In this post, we will discuss the minimum requirements to have no single point of failure for all services in a MySQL Cluster setup. To remove all single points of failure there are the following requirements to the Cluster configuration:
- There must be two copies of the data
- To allow API and data nodes to come online, there must be at least two management nodes
- There must be at least two API nodes
- If one of the data nodes goes offline, an arbitrator must be present
Each of these requirements are discussed in the following sections.
1. Two Copies of the Data
This requires you to have at least two data nodes (ndbd or ndbmtd) and they have to run on separate servers. You also need to set the number of replicas to 2 in the Cluster configuration file, for example:
[ndbd default] NoOfReplicas = 2
2. Management Nodes
In order for a data node or an API node to come online or be restarted, it is necessary to get the configuration from a management node. This means you should have at least two management nodes.
3. API Nodes
API nodes, for example, mysqld, are used to allow the clients to read and update the NDB tables. To ensure continued service if one API node is unavailable, you must have at least two API nodes. As API nodes can be run from the same servers, this requirement does not impose restrictions on the number of servers required.
4. Arbitrator
MySQL Cluster uses an arbitrator to avoid a split brain scenario for example in case of a network partitioning. By default, the management node is the arbitrator, but mysqld nodes can also be an arbitrator. While two arbitrators will be required to avoid having the arbitrator as a single point of failure, the arbitrator will not be needed until at least one of the data nodes has failed or there is a network partitioning.

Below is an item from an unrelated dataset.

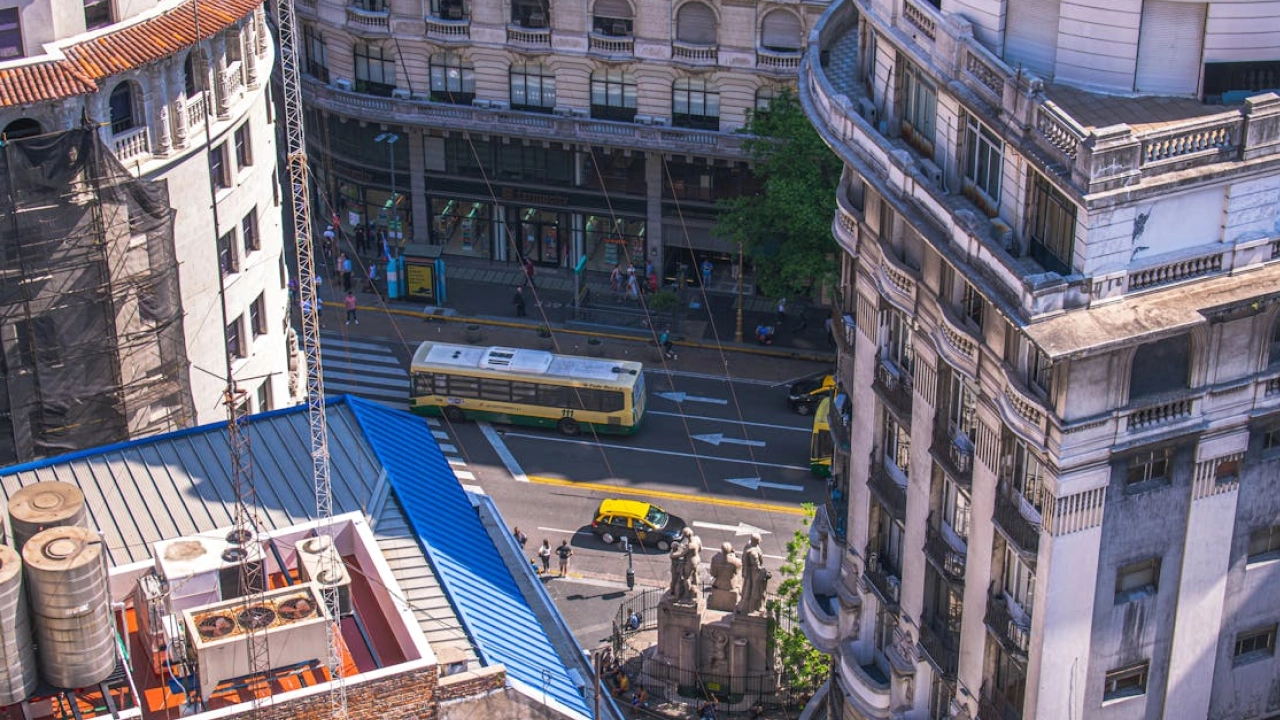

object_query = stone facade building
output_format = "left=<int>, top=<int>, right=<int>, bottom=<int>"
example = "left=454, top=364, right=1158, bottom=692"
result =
left=800, top=0, right=1280, bottom=720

So taking that into account, it can be argued that having just one arbitrator, is not a single point of failure.
Conclusion
To fulfill the above requirements, you will need at least three servers with the following services running:
- Machine 1: ndbd (node group=1), ndb_mgmd (ArbitrationRank=0)
- Machine 2: ndbd (node group=1)
- Machine 3: ndb_mgmd (ArbitrationRank=1)

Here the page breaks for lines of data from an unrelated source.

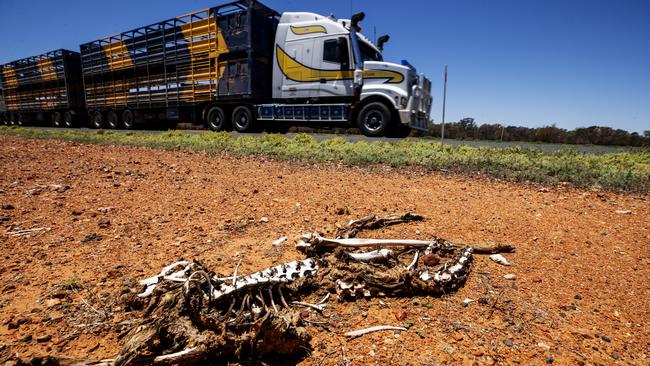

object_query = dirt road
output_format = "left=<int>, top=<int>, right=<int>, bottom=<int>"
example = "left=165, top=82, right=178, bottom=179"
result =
left=0, top=137, right=650, bottom=365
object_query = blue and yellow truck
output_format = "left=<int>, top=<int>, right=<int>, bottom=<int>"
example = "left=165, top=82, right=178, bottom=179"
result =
left=0, top=0, right=431, bottom=136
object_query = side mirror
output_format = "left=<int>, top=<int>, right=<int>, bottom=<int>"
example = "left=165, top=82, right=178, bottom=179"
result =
left=350, top=12, right=366, bottom=29
left=377, top=34, right=390, bottom=51
left=353, top=70, right=363, bottom=88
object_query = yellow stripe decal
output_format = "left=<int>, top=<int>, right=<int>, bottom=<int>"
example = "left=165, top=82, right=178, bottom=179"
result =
left=2, top=66, right=18, bottom=87
left=276, top=46, right=404, bottom=84
left=38, top=58, right=57, bottom=81
left=103, top=41, right=133, bottom=71
left=276, top=46, right=354, bottom=82
left=291, top=25, right=327, bottom=36
left=363, top=70, right=404, bottom=84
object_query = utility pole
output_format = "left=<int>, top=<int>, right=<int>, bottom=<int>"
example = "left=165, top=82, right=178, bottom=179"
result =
left=440, top=65, right=447, bottom=151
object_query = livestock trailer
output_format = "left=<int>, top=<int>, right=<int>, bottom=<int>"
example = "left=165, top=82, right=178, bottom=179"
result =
left=81, top=1, right=278, bottom=128
left=0, top=49, right=85, bottom=127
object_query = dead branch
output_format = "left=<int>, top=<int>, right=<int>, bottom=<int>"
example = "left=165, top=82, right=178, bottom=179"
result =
left=345, top=325, right=408, bottom=338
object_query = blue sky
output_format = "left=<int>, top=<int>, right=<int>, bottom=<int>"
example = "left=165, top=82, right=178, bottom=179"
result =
left=0, top=0, right=650, bottom=132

The proposed setup will include redundancy for the following conditions:
- The single node group split over two ndbd processes on separate machine provide protection against a single point of failure for the data nodes.
- The two instances on different machines of ndb_mgmd provide protection against a single point of failure for the management nodes.
The only thing where there is a “single point of failure” is for the arbitration. However as discussed, it requires both one of the data nodes and the management node on Machine 3 to become unavailable before being an issue, it can also be argued that this is not a single point of failure either.
Note
1. The above does not take the application/SQL nodes into consideration. These can run on either of the three machines.
2. While 3 servers can give protection against a single point of failure, it is recommended to use at least 4 servers which allow you to have each of the management nodes on separate servers.
3. It is important to set ArbitrationRank = 0 for the ndb_mgmd node that is on the same host as a data node. The reason is that this must never become an arbitrator (at least while the other ndb_mgmd node is online). In the above example, if Machine 1 crashes (for example hardware failure or power outage) and the ndb_mgmd on Machine 1 is the arbitrator, then the whole cluster will be offline as the data node on Machine 2 will not be able to win the arbitration.